Much scholarly effort involves searching and synthesizing existing published works. How might we augment this sense-making process to better find, connect, summarize, and/or remember a collection of papers?

For this exercise, you will turn a dataset describing a collection of papers into an informative artifact useful for understanding and/or navigating that collection. Possibilities might include a visualization or other visual summary, a search tool, or the results of an analysis of the structure or content of the collection. However, whatever you do should in theory be repeatable: given a different collection can you readily produce a similar artifact?

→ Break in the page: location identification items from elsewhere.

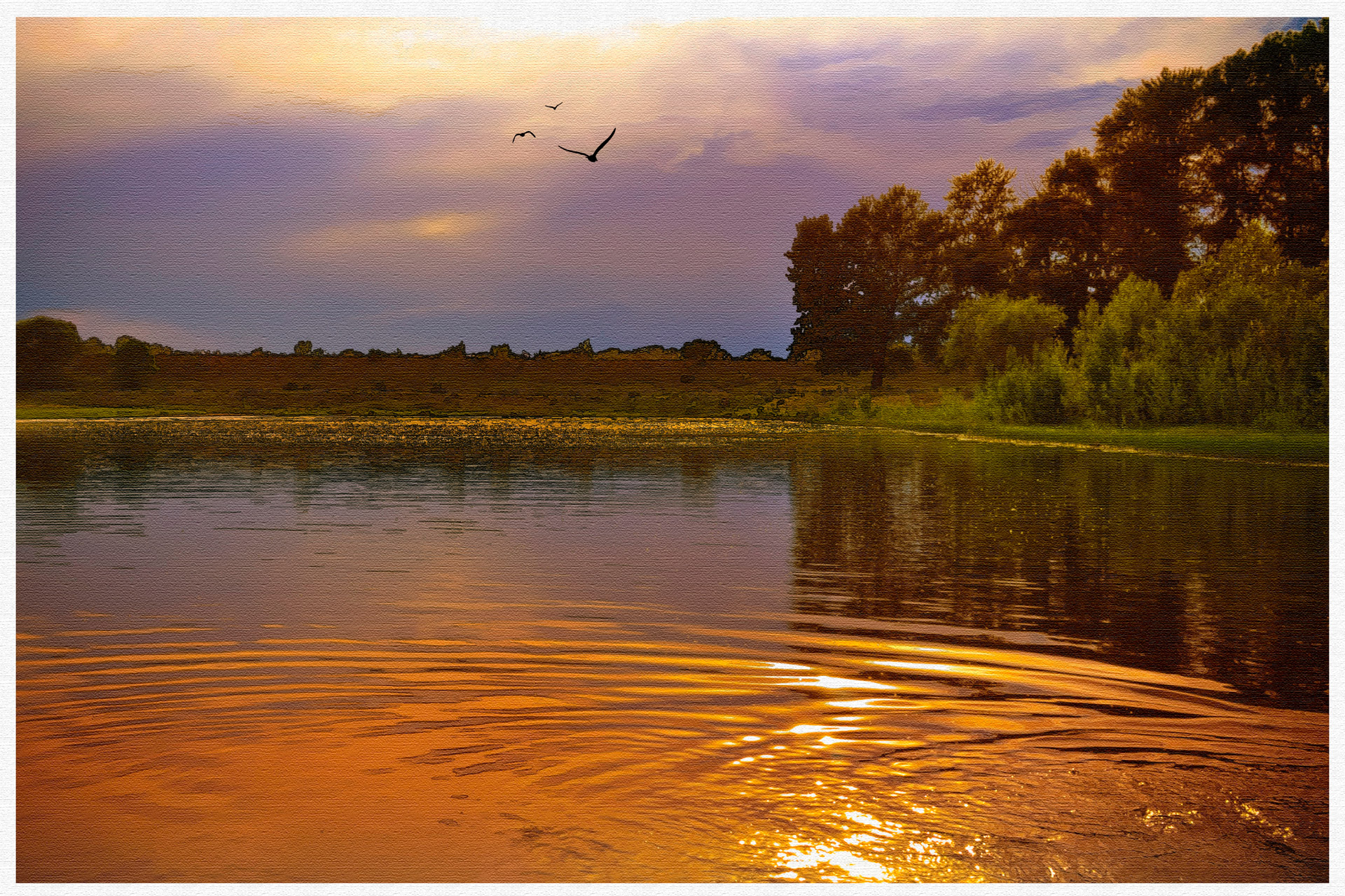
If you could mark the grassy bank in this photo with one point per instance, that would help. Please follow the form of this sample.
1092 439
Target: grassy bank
920 401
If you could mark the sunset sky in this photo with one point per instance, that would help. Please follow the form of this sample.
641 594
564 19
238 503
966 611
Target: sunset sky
229 184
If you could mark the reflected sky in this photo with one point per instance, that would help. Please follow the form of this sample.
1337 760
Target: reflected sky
733 654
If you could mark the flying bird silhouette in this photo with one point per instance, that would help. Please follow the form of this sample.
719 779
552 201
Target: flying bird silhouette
591 156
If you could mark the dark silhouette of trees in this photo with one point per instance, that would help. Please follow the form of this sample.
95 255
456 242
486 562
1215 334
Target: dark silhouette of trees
703 350
1263 142
43 350
131 361
1064 237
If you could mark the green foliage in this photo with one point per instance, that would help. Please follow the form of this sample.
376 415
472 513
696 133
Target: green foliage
989 333
860 286
1108 343
1045 389
131 361
1243 340
1264 139
43 349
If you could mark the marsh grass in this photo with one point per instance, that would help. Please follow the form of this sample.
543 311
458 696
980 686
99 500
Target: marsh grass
576 387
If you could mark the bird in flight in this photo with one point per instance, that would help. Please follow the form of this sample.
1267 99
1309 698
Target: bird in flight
591 156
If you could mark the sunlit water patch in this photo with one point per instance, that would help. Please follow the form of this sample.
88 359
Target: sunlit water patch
529 653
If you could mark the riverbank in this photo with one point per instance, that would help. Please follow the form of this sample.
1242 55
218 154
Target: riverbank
1293 447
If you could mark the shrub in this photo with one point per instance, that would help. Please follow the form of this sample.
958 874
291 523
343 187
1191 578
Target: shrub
1243 340
1044 389
988 333
131 361
1108 343
703 350
43 349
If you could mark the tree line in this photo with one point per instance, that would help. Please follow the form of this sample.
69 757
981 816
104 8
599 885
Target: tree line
46 349
1181 166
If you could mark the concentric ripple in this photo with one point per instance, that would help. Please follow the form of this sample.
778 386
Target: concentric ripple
659 665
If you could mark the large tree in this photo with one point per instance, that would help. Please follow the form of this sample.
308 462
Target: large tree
1146 152
1263 137
978 260
43 349
1065 238
860 286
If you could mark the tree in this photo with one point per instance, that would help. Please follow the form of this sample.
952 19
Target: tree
989 333
1146 151
1264 142
858 287
1064 236
818 273
43 349
978 257
131 359
704 350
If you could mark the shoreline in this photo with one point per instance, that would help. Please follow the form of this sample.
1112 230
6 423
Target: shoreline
1297 448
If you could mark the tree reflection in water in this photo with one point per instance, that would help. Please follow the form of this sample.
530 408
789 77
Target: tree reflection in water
1203 568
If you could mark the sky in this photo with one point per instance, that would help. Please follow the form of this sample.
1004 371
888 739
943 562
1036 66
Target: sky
230 184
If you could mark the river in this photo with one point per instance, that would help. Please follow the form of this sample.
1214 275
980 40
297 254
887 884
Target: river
592 650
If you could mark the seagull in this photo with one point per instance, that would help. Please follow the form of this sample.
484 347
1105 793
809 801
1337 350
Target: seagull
591 156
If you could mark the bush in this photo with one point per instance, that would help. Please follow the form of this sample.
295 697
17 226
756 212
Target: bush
989 333
1242 342
703 350
1108 345
131 361
43 349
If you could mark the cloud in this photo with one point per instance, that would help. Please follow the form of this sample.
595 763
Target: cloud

You may work alone or in teams of two. You should publish your work as a web page and submit its URL to Canvas by October 28, 11:59pm PDT.

Assignment

We will provide a dataset that contains bibliographic information for all the readings in this course. We encourage you to start by examining the data and the various fields included. We also encourage you to look at online services (like the Semantic Scholar API, and the details it can provide about a paper) to help seed your thinking about what is possible.

Next, choose one task or question you’d like to support to aid researchers engaged in a literature review. Interesting aspects might include paper content, figures/imagery, chronology, popularity, citation networks, and co-authorship networks. But do not try to incorporate too many of such aspects! There is large swath of possible literature review needs. For this assignment you should focus on a limited, well-scoped, yet compelling aid.

Finally, design and prototype a corresponding interface and/or analysis algorithm to process the citation data and produce a result. Publish your results on a website accessible to course staff and students.

Data

The data is in JSON format, and combines the results from two different services: DOI.org and the Semantic Scholar API.

Paper Data: cse599d-paper-data.json (8.8MB)

The data is an array of objects. Each object has four top-level keys:

doi - The Digital Object Identifier of the paper.
s2id - The Semantic Scholar identifier of the paper.
csl - A CSL JSON object of citation data from DOI.org.
s2data - A JSON object with data queried from Semantic Scholar.

Note that some of the keys may be null, as papers might occur in one index but not the other. The dataset excludes any readings that are not listed in one of these two systems.

The dataset was constructed by querying for the paper ids provided in this list of papers (an array of { doi, s2id } objects):

Paper List: cse599d-papers.json

The @uwdata/citation-query library includes a bin/retrieve-papers.js script that will reproduce the dataset above when given the paper list as input.

Other Data Sources and Tools

You are free to further augment the provided data. If you are so inclined, you are also free to construct an alternative dataset (for example, based on your our literature reviews or a bibliography from one of your own papers). If you build an alternative data, we still encourage you also to share results from the provided dataset, as this may help with comparison and discussion across the class.

There are multiple free services that provide citation data:

For usage examples in JavaScript, see this notebook on Querying Citation Data or the @uwdata/citation-query library.

Other tools can be handy for parsing/conversion of citation formats:

Pandoc (Command line, Haskell)
Citation.js (JavaScript)

Submission Details

Your artifact should be published on the web. Hopefully this will be straightforward if you produced a visual and/or interactive artifact. A link to an online computational notebook is fine. If you instead produced an algorithmic analysis, create a web page that documents your work and presents the results. Please include any usage instructions, caveats, etc. as notes on your published page.

Submit the URL to your artifact on Canvas. Your webpage and submitted URL are due on October 28 by 11:59pm PDT.